Las Fuerzas Democráticas Sirias (FDS), la alianza kurdo-árabe que opera en el noreste del país, han asegurado que sus combatientes han vuelto a ser blanco de ofensivas por parte del Ejército sirio en la zona noroeste, pese a la vigencia de un alto el fuego que acaba de ser prolongado por otras dos semanas, en un contexto marcado por reproches mutuos sobre su violación.
“Las facciones de Damasco están lanzando ataques en las poblaciones de Al Shuiuj, Zirak y Chalabiya”, han indicado las FDS, el Ejército oficioso de la región autónoma del noreste de Siria.

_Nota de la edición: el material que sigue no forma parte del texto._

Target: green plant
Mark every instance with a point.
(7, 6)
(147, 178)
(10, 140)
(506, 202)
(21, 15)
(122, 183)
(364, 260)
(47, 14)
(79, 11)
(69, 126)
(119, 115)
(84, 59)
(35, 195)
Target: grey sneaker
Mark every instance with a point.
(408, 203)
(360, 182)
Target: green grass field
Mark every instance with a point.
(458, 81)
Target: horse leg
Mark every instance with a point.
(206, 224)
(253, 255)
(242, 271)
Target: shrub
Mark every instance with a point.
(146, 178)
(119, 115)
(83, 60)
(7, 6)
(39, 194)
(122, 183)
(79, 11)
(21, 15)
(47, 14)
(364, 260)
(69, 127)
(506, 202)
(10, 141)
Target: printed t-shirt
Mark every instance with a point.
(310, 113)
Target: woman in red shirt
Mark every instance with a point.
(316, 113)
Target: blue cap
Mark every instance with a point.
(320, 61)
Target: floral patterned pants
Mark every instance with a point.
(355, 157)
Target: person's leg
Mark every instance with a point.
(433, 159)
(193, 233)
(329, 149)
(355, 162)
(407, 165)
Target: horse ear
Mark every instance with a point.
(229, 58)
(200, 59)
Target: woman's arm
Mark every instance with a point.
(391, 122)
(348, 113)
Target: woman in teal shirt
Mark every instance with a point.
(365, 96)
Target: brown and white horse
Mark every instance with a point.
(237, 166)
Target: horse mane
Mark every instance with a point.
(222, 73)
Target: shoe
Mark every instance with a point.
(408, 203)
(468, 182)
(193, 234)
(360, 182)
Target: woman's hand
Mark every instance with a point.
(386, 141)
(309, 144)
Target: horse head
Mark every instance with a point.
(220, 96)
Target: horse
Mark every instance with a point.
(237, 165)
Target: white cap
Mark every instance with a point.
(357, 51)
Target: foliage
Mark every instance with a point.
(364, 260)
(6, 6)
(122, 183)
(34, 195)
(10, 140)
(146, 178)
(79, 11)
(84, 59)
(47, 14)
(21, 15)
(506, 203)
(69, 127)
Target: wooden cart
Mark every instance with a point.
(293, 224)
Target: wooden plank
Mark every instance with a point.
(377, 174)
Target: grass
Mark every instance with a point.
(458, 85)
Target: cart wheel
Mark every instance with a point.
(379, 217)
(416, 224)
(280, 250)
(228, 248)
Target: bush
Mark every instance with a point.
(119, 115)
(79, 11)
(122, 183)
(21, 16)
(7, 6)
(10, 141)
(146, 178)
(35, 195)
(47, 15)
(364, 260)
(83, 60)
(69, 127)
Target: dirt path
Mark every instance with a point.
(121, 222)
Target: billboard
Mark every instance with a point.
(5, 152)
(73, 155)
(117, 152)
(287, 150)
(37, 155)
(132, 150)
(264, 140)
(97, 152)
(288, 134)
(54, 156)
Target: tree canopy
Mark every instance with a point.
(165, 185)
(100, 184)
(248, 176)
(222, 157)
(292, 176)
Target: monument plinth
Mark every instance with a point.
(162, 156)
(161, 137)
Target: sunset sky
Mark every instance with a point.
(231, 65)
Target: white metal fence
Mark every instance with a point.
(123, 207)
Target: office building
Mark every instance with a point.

Las localidades de Zirak y Chalabiya se sitúan al oeste y al sureste de Kobane, una ciudad actualmente cercada por fuerzas del Ejército sirio y que, de acuerdo con activistas sobre el terreno, atraviesa en estos momentos una auténtica catástrofe humanitaria.
El acuerdo de alto el fuego alcanzado el pasado fin de semana contempla que Damasco asuma el control estratégico de la región, incluidos sus recursos, al tiempo que reconoce mediante decreto a la población kurda una identidad diferenciada como comunidad, en un intento de desbloquear unas complejas conversaciones sobre su integración.
En virtud de este pacto, el Ejército sirio también se hará cargo de los centros de detención donde permanecen las familias de combatientes yihadistas, instalaciones que hasta ahora estaban administradas por las fuerzas kurdas.